As a melting pot of hugely diverse cultures, the food available is just as colourful, with Asian, French, German, Polish, Ukrainian, and Chinese influences being some of many styles of cuisine. Regardless of which part of Canada you are in, there are some old favourites that constitute as specialities. Poutine - a concoction of chips, cheese curds and gravy - is a cheap and cheerful staple that’s readily available. Chicken wings, steak and ribs are usually easy to find on a menu. Unusual Canadian game offerings include bison, boar, venison, elk and caribou, while fine fresh seafood choices include B.C. Pacific Salmon, oysters and Nova Scotia lobster. Venture out to special events like Ottawa’s Winterlude and you’ll likely come across beaver tails for sale – a flat, sweet pastry shaped like a beaver’s tail. Canadian desserts are very sweet and filling, with butter tarts, Nanaimo bars, maple cinnamon rolls, sugar cookies, and all manner of cheesecakes, fruit pies and tarts keeping sugar-seekers happy.

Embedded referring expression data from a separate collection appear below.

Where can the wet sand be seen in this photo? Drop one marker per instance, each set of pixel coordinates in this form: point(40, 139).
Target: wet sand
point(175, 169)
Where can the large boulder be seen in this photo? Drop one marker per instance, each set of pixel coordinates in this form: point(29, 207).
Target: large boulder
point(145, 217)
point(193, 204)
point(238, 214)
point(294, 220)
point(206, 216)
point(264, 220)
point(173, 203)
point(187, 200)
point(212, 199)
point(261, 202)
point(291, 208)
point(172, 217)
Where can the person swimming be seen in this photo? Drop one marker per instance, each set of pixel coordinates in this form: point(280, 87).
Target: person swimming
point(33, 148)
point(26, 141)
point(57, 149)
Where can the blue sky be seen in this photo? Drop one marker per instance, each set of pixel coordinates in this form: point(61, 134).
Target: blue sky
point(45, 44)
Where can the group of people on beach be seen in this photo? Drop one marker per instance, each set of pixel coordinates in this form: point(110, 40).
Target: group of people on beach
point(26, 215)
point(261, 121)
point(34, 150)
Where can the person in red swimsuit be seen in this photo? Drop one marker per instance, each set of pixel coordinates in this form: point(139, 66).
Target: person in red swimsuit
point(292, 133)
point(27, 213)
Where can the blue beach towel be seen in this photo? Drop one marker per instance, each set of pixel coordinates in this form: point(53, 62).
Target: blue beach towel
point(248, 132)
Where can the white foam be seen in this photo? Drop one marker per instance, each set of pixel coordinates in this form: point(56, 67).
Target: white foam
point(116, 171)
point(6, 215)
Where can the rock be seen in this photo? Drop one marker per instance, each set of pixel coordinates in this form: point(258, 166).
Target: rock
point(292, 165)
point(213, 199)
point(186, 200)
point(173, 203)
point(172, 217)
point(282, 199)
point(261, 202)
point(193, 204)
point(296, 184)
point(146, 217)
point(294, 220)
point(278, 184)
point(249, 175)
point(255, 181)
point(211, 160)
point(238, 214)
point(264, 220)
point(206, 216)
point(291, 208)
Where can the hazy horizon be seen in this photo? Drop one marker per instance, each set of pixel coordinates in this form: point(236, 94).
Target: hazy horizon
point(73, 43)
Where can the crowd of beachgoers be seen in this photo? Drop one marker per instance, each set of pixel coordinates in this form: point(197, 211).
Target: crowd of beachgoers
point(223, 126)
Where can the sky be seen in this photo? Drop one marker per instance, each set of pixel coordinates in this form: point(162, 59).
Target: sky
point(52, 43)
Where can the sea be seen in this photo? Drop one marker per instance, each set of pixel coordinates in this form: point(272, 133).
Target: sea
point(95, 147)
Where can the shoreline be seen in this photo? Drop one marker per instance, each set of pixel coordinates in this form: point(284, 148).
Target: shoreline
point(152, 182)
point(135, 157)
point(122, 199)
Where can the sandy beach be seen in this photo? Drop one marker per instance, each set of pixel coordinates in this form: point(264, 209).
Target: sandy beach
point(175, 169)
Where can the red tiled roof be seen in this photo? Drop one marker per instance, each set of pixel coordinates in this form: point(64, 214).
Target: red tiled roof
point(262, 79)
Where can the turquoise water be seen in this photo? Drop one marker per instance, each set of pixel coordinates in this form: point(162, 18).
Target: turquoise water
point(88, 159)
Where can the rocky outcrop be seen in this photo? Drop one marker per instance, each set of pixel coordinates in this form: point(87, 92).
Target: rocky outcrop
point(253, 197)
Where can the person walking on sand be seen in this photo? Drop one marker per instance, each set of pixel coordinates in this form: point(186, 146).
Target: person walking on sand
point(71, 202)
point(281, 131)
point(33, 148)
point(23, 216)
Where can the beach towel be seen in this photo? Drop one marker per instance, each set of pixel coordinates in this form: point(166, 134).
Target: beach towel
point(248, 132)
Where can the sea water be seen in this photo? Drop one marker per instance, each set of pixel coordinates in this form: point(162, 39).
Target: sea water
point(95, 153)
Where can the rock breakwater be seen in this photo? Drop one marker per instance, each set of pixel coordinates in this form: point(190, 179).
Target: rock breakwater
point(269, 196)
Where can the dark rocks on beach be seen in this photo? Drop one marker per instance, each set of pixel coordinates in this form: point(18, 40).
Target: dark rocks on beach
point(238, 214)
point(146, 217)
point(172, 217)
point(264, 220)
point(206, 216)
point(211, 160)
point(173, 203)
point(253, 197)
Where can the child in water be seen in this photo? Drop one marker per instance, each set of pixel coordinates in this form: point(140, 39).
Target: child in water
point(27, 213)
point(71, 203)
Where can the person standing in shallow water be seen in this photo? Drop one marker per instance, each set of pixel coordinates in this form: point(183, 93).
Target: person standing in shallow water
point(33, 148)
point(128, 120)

Popular alcoholic beverages include: ‘The Caesar’- tomato juice with clam broth and spices, vodka, tabasco and Worchester sauce; a whisky and honey liqueur named ‘Yukon Jack’; and a ‘caribou’, combining maple syrup with mulled wine, whisky or rum. If you’re offered ‘moose milk’ you can expect the equivalent to an alcoholic milkshake. Ice-cream, rum and kahlua are the key ingredients but butterscotch schnapps, strawberries and Irish liqueur are all possible additions. Icewine is a popular dessert wine, made from grapes that have been frozen on the vine. Labatt Blue, Molsen Canadian and a variety of Pilsner beers are common beverages to relax with. For non-drinkers, much-loved soft drinks include soy milk-based beverages, Kool-Aid (a concentrated fruit-flavoured drink diluted with water), ginger ale, and fruit juices. Much like desserts, most soft drinks taste very sweet.
Landscape and wildlife
Canada’s vast size brings with it varying climates, ranging from temperate to subarctic. Landscapes differ considerably, including mountain ranges, flat prairies, wetlands, lowlands, immense forests, and even volcanoes. Consequently, the fauna and flora is equally diverse. Aside from the familiar beavers and moose that are emblazoned on many a souvenir, bobcats, cougars, arctic foxes, wolves, coyotes, polar bears, brown bears, raccoons and badgers also reside here. With five marine ecozones, belugas, narwhals, humpback whales, blue whales, dolphins, porpoises and seals are some of the sea life you might be lucky enough to encounter. Look to the skies for Canadian geese, wood ducks, loons, albatrosses, blue jays, eagles, owls, hummingbirds and kingfishers.